16 replies on "How Does Google My Business Penalize Keyword Stuffing: 50 Examples [Case Study]"

  1. This guy builds “Lead Generation sites” he’s in several nearby cities. Here’s just one key word stuffed, as they all are.

    AC Repair New Port Richey  
    5.0
    5 Google reviews
    Air conditioning repair service in New Port Richey, Florida

    Guess I need to learn more about getting these removed, as he ranks very well in the 3 Pac.

    1. Hey Dave,

      I’d suggest posting the listings that are violating the GMB guidelines over at the Google My Business forum. That’s the most effective way to deal with keyword stuffing.

  2. Hi Colan,

    I have a competitor that’s keyword stuffing, but I’m afraid to publicly post at GMB forum for fear of provoking his animosity towards me. Do you have any suggestions as to how to bring the keyword stuffing to Google’s attention privately?

    1. Hey Chuck,

      You can start by submitting an edit to the listing on Google Maps. That is always anonymous. And you can post anonymously at the forum as well. Just use an alias for your profile name. It’s also good to know that the spam section of the GMB forum is not indexed by Google. So the posts won’t show up for searches related to the business on Google search.

  3. What if a business keyword stuffs not his business name, but his department name?
    Example: ‘Suzie’s Fashion (Custom branded handbag department)’

    When pointed out that ‘custom branded handbag’ is a form of keyword stuffing, Suzie protests that that is her department’s name.

    1. Hey Susan, that would be considered keyword stuffing too. From the GMB Quality guidelines:

      Publicly-facing departments that operate as distinct entities should have their own page.

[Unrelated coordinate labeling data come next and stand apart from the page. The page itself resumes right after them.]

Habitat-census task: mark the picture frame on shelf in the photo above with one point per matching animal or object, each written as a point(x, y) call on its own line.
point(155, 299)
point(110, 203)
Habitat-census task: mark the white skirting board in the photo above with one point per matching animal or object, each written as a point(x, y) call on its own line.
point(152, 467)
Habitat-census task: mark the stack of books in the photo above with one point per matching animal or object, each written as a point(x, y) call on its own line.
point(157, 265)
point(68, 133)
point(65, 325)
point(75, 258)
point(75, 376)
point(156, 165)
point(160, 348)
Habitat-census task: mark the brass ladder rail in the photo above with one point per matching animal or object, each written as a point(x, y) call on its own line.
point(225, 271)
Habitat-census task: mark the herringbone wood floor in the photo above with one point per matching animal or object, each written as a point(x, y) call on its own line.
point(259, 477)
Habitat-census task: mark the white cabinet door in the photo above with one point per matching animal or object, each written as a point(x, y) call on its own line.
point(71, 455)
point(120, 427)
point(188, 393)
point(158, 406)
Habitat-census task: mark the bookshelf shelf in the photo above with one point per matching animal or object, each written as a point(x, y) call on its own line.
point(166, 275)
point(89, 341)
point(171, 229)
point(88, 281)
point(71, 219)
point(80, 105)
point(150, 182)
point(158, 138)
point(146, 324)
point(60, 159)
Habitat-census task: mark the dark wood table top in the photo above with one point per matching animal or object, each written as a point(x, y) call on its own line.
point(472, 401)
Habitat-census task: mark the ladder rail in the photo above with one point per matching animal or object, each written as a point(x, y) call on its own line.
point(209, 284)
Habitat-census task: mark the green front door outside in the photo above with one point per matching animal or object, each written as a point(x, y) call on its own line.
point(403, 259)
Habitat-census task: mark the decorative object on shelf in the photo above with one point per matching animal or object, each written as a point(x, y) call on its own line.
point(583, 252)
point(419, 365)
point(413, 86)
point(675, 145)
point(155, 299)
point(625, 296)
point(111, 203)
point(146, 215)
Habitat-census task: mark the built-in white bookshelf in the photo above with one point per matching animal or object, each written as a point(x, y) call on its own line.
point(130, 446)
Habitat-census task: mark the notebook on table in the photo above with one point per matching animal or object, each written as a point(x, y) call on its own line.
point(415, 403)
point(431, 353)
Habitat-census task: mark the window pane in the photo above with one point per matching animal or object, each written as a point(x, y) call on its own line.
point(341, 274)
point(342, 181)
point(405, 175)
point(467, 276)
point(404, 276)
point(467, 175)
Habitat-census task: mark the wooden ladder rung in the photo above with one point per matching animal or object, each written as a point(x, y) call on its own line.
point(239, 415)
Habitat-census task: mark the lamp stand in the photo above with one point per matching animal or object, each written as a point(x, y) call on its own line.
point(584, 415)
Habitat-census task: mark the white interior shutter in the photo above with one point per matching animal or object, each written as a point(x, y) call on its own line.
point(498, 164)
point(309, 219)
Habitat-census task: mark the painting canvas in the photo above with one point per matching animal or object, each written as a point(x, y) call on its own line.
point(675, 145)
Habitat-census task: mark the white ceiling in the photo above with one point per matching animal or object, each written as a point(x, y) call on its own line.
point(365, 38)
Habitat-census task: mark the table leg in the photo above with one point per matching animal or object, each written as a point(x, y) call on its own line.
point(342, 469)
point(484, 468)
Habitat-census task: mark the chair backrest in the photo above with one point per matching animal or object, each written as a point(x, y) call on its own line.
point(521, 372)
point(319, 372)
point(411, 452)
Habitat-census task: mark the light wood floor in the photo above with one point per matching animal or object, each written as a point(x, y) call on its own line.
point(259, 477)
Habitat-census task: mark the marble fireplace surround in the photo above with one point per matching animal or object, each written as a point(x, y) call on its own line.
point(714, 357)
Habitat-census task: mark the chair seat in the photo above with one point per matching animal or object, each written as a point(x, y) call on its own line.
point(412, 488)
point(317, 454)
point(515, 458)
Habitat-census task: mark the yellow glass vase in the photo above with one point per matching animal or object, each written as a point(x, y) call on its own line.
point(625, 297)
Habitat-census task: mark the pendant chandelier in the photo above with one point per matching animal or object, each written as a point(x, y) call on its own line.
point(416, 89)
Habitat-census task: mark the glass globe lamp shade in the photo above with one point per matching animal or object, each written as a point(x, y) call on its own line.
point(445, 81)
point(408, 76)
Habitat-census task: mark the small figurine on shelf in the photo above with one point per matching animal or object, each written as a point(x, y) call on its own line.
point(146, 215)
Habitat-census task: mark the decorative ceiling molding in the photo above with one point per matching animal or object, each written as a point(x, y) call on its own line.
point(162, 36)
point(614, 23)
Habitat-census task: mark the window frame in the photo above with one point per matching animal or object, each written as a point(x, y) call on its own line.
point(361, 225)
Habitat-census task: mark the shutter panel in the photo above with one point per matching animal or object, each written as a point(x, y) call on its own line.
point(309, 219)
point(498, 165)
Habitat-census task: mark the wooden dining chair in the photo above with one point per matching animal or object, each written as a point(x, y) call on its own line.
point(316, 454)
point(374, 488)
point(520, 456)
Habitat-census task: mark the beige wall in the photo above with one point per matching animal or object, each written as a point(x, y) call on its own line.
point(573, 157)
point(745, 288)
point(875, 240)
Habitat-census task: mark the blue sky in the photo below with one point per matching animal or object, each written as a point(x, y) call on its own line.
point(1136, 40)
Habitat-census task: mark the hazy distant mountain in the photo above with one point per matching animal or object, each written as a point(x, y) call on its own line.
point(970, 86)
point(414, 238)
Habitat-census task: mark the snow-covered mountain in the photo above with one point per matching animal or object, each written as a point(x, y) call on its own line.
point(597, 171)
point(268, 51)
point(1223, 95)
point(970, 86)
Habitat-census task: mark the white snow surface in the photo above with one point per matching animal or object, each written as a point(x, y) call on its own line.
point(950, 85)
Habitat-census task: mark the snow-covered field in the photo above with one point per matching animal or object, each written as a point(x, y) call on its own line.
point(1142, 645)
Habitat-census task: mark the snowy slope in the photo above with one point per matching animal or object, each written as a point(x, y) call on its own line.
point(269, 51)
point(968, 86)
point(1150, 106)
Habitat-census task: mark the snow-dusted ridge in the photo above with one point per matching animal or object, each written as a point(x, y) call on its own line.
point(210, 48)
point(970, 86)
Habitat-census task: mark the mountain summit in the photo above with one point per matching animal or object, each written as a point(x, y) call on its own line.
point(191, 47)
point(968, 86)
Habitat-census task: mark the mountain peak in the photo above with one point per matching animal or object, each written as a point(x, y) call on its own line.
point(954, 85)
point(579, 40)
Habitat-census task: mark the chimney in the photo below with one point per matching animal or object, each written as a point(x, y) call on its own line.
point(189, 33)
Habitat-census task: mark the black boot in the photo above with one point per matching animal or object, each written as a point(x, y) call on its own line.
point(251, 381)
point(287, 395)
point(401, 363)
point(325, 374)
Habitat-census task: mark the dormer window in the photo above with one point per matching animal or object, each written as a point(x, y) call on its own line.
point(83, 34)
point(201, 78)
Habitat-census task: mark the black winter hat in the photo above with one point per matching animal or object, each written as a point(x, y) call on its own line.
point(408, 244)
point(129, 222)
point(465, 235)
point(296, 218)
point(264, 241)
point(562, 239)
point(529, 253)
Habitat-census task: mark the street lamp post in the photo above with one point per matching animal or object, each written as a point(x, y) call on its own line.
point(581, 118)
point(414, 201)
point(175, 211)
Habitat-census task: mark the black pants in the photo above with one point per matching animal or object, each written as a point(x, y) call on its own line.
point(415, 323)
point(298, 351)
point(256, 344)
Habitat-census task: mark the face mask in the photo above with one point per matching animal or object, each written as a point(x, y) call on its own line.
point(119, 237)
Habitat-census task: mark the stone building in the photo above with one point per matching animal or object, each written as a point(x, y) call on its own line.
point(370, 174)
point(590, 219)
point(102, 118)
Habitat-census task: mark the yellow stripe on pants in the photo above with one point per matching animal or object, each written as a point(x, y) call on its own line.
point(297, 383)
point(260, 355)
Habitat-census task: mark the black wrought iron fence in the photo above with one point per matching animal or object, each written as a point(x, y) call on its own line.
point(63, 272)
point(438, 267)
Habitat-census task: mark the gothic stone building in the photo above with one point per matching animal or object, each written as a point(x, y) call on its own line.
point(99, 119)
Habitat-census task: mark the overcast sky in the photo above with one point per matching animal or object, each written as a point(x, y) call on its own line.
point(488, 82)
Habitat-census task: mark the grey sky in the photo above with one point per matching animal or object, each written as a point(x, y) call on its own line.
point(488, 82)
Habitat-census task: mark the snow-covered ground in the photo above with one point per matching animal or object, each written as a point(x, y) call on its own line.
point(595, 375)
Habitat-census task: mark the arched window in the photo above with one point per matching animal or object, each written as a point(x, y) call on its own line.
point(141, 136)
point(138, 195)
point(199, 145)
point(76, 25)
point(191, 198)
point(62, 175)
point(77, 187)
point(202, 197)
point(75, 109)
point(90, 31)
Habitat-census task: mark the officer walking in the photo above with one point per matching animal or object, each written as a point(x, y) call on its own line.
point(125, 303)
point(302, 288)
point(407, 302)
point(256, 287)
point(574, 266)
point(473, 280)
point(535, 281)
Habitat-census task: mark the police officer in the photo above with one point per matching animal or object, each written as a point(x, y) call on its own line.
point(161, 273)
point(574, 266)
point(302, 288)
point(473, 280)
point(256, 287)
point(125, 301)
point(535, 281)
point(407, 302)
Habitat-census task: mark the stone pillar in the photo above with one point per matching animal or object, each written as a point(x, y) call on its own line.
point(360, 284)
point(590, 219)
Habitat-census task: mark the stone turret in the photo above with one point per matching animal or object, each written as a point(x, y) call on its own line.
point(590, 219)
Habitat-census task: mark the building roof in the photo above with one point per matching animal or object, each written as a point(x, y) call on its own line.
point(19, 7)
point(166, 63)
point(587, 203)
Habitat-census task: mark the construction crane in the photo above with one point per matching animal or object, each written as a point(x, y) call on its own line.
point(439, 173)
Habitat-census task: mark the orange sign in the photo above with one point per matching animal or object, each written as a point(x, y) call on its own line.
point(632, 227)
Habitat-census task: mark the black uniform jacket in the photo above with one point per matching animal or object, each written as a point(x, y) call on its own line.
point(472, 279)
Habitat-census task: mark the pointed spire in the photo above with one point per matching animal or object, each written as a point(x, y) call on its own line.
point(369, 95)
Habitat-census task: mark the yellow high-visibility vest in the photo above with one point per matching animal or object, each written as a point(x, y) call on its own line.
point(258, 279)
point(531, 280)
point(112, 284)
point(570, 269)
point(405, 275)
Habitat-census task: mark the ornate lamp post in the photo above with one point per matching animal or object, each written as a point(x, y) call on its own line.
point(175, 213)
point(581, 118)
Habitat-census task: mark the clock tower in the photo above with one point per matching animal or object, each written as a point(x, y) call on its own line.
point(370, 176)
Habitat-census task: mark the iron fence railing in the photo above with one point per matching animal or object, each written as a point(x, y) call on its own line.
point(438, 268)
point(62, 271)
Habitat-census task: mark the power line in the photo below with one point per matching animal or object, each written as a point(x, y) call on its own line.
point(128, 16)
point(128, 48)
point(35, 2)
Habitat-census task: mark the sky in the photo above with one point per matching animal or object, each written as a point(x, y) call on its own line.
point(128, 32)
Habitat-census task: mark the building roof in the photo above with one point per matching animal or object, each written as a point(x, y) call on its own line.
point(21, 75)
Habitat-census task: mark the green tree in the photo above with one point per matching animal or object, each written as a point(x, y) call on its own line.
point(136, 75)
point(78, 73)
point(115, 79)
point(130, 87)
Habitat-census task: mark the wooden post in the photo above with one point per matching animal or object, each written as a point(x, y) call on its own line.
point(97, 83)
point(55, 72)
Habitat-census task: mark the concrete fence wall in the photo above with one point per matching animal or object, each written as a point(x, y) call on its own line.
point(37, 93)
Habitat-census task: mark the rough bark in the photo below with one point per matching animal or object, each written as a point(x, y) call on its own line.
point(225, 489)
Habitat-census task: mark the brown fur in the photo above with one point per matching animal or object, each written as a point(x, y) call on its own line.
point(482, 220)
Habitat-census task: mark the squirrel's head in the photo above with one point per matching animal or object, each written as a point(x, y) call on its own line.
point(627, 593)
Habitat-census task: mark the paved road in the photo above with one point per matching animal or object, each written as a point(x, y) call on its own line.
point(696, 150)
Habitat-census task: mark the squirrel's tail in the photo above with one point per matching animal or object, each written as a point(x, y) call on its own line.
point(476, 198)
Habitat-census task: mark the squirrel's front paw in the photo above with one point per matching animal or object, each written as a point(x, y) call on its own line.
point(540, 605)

The exact name of each department must be different from that of the main business and that of other departments. Typically such departments have a separate customer entrance and should each have distinct categories. Their hours may sometimes differ from those of the main business.

      Acceptable (as distinct listings):
      “Walmart Vision Center”
      “Sears Auto Center”
      “Massachusetts General Hospital Department of Dermatology”
      Not acceptable (as distinct listings):
      The Apple products section of Best Buy
      The hot food bar inside Whole Foods Market
      For each department, the category that is the most representative of that department must be different from that of the main business and that of other departments.

  4. When I notice a keyword stuffed business name I have found that submiting edits that just include one maybe two word edits seem to be approved almost 100% of the time and usually within 24 hours. Keeping it small always works. I go back a few days later and then submit other edits if the keyword phrase was maybe 4 words. Takes a few edits but usually works.

  5. Good Analysis Colan, I really appreciate the efforts you made to create this outstandingly analyzed and calculated Data.
    I would Like to add that suggesting edit to the same listing (Competitor) again and again with the same IP and Id won’t change anything!
    Keep Sharing Such case studies Colan! Cheers!!

  6. Very nice case study Colan, Everyone tries to stuff their keywords in more places, no one can think use keywords but on right places. Your case study helps him allot.
    Thanks for sharing!

  7. Colan, if a business were to do a dba as in going from “Jenny’s Flowers” to “Jenny’s Flowers dba Jenny’s Flowers West Portland”, would that be okay with Google, as long as their website also had that verbiage?

    1. Hi Chris,

      That would be ok, yes. Businesses do that all the time. You might run into issues with users reporting the listing for keyword stuffing incorrectly but in that case you can easily correct it. In addition to the website, the business signage needs to reflect the real-world name too.